Friday’s report brings the total coronavirus cases in Maine to 4,285. Of those, 3,847 have been confirmed positive, while 438 were classified as “probable cases,” according to the Maine Center for Disease Control and Prevention.
The agency revised Thursday’s cumulative total to 4,251, down from 4,253. As the Maine CDC continues to investigate previously reported cases, some are determined to have not been the coronavirus, or coronavirus cases not involving Mainers. Those are removed from the state’s cumulative total.
The death toll now stands at 129. Nearly all deaths have been in Mainers over age 60. The death announced on Friday was a woman in her 70s from Androscoggin County.
So far, 407 Mainers have been hospitalized at some point with COVID-19, the illness caused by the coronavirus. Of those, seven people are currently hospitalized, with one in critical care and one on a ventilator.
Meanwhile, 19 more people have recovered from the coronavirus, bringing total recoveries to 3,698. That means there are 458 active and “probable” cases in the state, which is up from 446 on Monday.
Here’s the latest on the coronavirus and its impact on Maine.

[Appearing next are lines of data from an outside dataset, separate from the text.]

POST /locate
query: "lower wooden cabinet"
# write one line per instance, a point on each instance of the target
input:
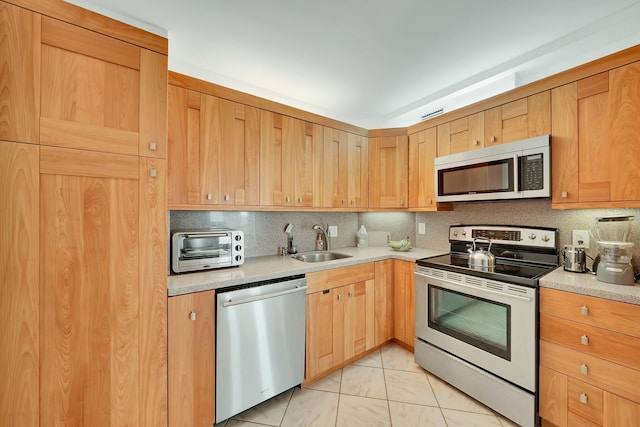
(340, 316)
(191, 334)
(404, 302)
(589, 374)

—“One of the 37 people infected by a COVID-19 outbreak that originated from an Aug. 7 wedding reception at a Millinocket inn has died, Millinocket Regional Hospital said Friday.” — Nick Sambides Jr., BDN
—“Three University of Maine students have tested positive for COVID-19 as the university prepares for the start of the fall semester later this month. Two students are roommates and live off campus in Orono, and one student lives in a fraternity house.” — Eesha Pendharkar, BDN
—“Five more workers at the York County Sheriff’s Office, York County Jail or county government offices have tested positive for COVID-19, Sheriff William King announced on Friday.” — Nick Sambides Jr., BDN
—“Maine will apply for a federal emergency program to provide an additional $300 per week in unemployment insurance to workers receiving benefits, the state’s labor department announced Friday.” — Jessica Piper, BDN
—“The Mills administration will allocate $25 million to Maine public schools to help families of children who are required to stay at home and attend classes remotely during the pandemic while their parents work.” — Nick Sambides Jr., BDN
—“Camden Hills Regional High School in Rockport on Friday became the first traditional Maine secondary school to cancel its fall athletics programs.” — Pete Warner, BDN
—“Foxcroft Academy is set to resume its preparations for the fall sports season on Monday, nearly two weeks after two students participating in a summer conditioning program at the Dover-Foxcroft school tested positive for COVID-19.” — Ernie Clark, BDN
—“Students attending Maine’s public universities who host large parties that exceed the state’s limits on gathering sizes could be punished by suspension or dismissal. The University of Maine System issued that warning on Friday, just days before most students start arriving back on campuses for the start of the fall semester amid evidence elsewhere in the U.S. that college parties have led to COVID-19 outbreaks.” — Eesha Pendharkar, BDN
As of Friday evening, the coronavirus has sickened 5,615,998 people in all 50 states, the District of Columbia, Puerto Rico, Guam, the Northern Mariana Islands and the U.S. Virgin Islands, as well as caused 175,204 deaths, according to Johns Hopkins University of Medicine.